Tengo hambre, quiero un chocolate. Veo hacia el frente mirándole la cara al profesor Omar Hernández mientras dictaba el contenido de Protección Internacional para Periodistas, y veo que su derecha en el escritorio está un delicioso Kit-Kat. Los truenos de mi diminuta panza se intensifican con sólo ver el rojo paquetito que tiene cerca de sí y cuida como un tesoro. Mi deseo es subir y tomarlo, luego salir corriendo; pero mi súperyo me dice “No lo has Irma”.

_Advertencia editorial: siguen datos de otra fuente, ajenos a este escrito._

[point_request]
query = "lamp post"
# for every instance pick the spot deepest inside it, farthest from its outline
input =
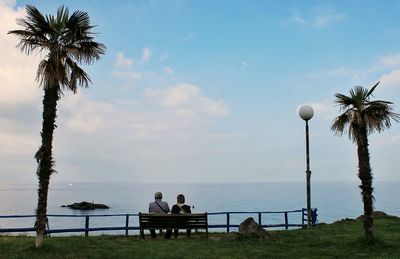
(306, 112)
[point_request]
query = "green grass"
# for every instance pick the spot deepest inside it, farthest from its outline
(343, 239)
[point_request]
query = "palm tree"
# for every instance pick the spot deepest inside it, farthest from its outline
(65, 41)
(360, 117)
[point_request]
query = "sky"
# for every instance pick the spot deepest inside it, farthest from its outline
(206, 91)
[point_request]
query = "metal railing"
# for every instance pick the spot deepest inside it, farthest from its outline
(229, 224)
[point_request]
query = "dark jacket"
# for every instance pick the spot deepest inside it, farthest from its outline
(176, 209)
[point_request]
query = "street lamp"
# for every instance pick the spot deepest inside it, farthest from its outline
(306, 112)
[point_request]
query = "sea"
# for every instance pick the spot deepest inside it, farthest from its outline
(334, 201)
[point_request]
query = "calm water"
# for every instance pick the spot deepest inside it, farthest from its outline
(334, 200)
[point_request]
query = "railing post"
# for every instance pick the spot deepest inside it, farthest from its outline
(286, 221)
(227, 222)
(126, 224)
(86, 226)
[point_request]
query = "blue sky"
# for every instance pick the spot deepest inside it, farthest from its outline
(206, 91)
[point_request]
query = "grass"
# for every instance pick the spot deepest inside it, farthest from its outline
(343, 239)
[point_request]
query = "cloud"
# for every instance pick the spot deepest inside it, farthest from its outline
(168, 71)
(391, 60)
(187, 99)
(122, 61)
(126, 75)
(15, 88)
(89, 118)
(317, 17)
(391, 79)
(146, 54)
(188, 37)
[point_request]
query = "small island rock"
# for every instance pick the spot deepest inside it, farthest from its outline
(84, 205)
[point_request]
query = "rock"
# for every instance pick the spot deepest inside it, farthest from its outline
(249, 228)
(84, 205)
(377, 214)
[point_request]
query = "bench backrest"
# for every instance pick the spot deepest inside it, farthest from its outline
(176, 221)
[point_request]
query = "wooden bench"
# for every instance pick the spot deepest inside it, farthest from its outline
(172, 221)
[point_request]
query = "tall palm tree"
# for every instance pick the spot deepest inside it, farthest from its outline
(362, 116)
(65, 41)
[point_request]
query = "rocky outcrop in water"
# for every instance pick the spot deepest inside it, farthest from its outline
(84, 205)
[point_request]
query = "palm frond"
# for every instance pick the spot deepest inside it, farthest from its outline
(372, 89)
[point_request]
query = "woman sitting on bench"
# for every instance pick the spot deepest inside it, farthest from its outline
(181, 208)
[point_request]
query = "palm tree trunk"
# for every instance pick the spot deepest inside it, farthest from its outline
(45, 160)
(365, 176)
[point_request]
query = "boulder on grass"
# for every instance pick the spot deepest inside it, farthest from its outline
(377, 215)
(249, 228)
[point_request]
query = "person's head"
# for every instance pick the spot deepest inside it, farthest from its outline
(180, 198)
(158, 195)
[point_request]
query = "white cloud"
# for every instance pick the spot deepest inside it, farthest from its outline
(126, 75)
(122, 61)
(188, 37)
(15, 88)
(391, 60)
(396, 138)
(146, 54)
(188, 98)
(317, 17)
(168, 71)
(88, 118)
(391, 79)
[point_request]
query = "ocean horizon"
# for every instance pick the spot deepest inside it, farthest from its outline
(334, 200)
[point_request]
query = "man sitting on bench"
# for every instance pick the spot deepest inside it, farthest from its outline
(161, 207)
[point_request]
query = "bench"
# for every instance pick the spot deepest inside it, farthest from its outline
(172, 221)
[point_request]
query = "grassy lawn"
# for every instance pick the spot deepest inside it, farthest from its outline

Mientras él habla y habla sobre las funciones de la UNESCO, yo sólo pienso en ese chavista paquetico rojo, apetitoso que me lo comería en menos de un minuto; mi estómago dice:

- Oye Irma, aliméntame. No quiero comida, quiero chocolate.

- ¡Maldito estómago caprichoso! En el bolso tengo un apetitoso pan con carne de muchacho acompañado de lechuga, tomate y mostaza. ¿No te apetece?

- ¡No! –responde el muy muérgano- Yo quiero chocolate.

A lo que respondo:

- Pues te jodes, porque no puedo quitarle su chocolate al profe, tendrás que esperarte hasta que salga de clases; déjame pararle a la clase de la UNESCO y autocensúrate. ¡NO JODAS MÁS!

Nota mental: NO TENGO QUE VER HACIA OMAR. Ojos que no ven, estómago que no gruñe.